The apriori algorithm, an example of machine learning in python.

The apriori algorithm, an example of machine learning in python.

Machine learning isn’t a mythical beast that only appears every 6 years when you park a 2014 Toyota Prius next to a dumpster in Buford Wyoming. It is just a form of statistics that has gathered a lot of hype. It is about finding patterns in massive data sets, find a pattern and then apply that to something. There are a lot of different ways to find patterns and they are not necessarily complicated. Today I’m going to provide a great pattern finding technique using the Apriori algorithm in python.

Apriori is an algorithm that looks for frequent item sets. Itemsets are groups of things, they can be numbers, images, emojis, etc. The apriori algorithm looks for a minimum threshold that the set appears in, this is the total number of occurrences/the total records in the set. You can define the set in 2 or more values, but you will want to probably stick around 3-5 to have an effective calculation. Apriori is an effective tool to not only look at the frequency of an itemset, but the itemset itself, as you do not need to define it. You simply provide a threshold for the support (e.g. frequency) and number of items in the sets. Let’s take a look at an example.

This example will be coming from the FiveThirtyEight data set of the Mayweather vs McGregor fight. Github Dataset. In this article the author expands on the emojis used during tweets of the fights to explain the feelings of the fans during specific timepoints. Let’s use this as the base for our analysis of the emojis as frequent itemsets.

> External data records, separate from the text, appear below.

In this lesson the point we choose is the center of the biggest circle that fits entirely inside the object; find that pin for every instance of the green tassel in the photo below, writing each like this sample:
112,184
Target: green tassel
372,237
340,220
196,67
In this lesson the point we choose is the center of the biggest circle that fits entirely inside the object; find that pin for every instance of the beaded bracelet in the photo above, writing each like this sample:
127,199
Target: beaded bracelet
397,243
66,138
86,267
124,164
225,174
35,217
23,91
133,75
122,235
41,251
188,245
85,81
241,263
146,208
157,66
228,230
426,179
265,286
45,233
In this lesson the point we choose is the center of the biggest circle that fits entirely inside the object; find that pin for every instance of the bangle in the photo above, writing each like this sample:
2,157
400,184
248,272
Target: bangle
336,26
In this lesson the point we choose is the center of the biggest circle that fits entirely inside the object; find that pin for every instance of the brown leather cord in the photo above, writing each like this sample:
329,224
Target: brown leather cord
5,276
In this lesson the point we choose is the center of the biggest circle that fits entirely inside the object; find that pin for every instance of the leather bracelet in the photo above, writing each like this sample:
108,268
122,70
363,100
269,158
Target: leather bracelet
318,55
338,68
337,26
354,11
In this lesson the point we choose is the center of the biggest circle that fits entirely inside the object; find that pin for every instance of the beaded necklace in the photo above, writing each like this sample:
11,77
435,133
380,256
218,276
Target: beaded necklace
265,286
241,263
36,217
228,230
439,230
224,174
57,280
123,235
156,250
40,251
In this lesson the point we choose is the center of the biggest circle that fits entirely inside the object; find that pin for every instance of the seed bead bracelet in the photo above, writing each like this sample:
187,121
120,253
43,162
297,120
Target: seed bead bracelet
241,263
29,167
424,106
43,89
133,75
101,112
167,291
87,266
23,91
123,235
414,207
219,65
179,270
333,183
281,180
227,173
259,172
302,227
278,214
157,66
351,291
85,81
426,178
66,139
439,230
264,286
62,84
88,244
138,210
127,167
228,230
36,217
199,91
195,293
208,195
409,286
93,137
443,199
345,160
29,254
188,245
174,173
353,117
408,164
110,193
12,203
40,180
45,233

The libraries we will be using for this example are:

  • re
  • sklearn
  • mlxtend
  • altair

Here I will set up a few functions we will need.

List Cleaning:

def listToString(s): #for cleaning up the lists that the text parsing creates
    str1= " "
    return(str1.join(s))

Creating an emoji matrix with sklearn to use in our apriori algorithm. In this function we will take each emoji and pivot the data to produce columns per emoji. Then we will count how many of each emoji appear in the row we are looking at. Using MultiLabelBinarizer() makes very short work of this.

def enter_the_matrix(df): #creating matrix for apriori 
    emoji_list = df.emojis.unique()
    emoji_set = set(emoji_list)
    df['emojis'] = df.text.apply(lambda text:np.unique([chr for chr in text if chr in emoji_set]))
    mlb = MultiLabelBinarizer()
    emoji_matrix = pd.DataFrame(data=mlb.fit_transform(df.emojis), index=df.index, columns=mlb.classes_)

    return emoji_matrix

Using the mlxtend to process our results, here we need to use the apriori algorithm in mlxtend to actually process this matrix and then it can not only put together the itemsets, it can calculate the support so we can set thresholds to establish a set that is meaningful to us.

def emoji_frequent_itemsets(emoji_matrix, min_support=0.005, k=3): #setting up the apriori calculation
    emoji_matrix_itemset = apriori(emoji_matrix, min_support=min_support, use_colnames=True)
    out = emoji_matrix_itemset[emoji_matrix_itemset['itemsets'].apply(lambda x: len(x)) == k]
    return out

First things first, let’s set up a tweet data frame of the emojis and the “boxer” set used in the 538 article.

tweets = pd.read_csv('tweets.csv')
tweets['emojis'] = tweets['text'].str.findall(r'[^\w\s.,"@\'?/#!$%\^&\*;:{}=\-_`~()\U0001F1E6-\U0001F1FF]').str.len()
boxer_emojis = ['☘️','🇮🇪','🍀','💸','🤑','💰','💵','😴','😂','🤣','🥊','👊','👏','🇮🇪','💪','🔥','😭','💰']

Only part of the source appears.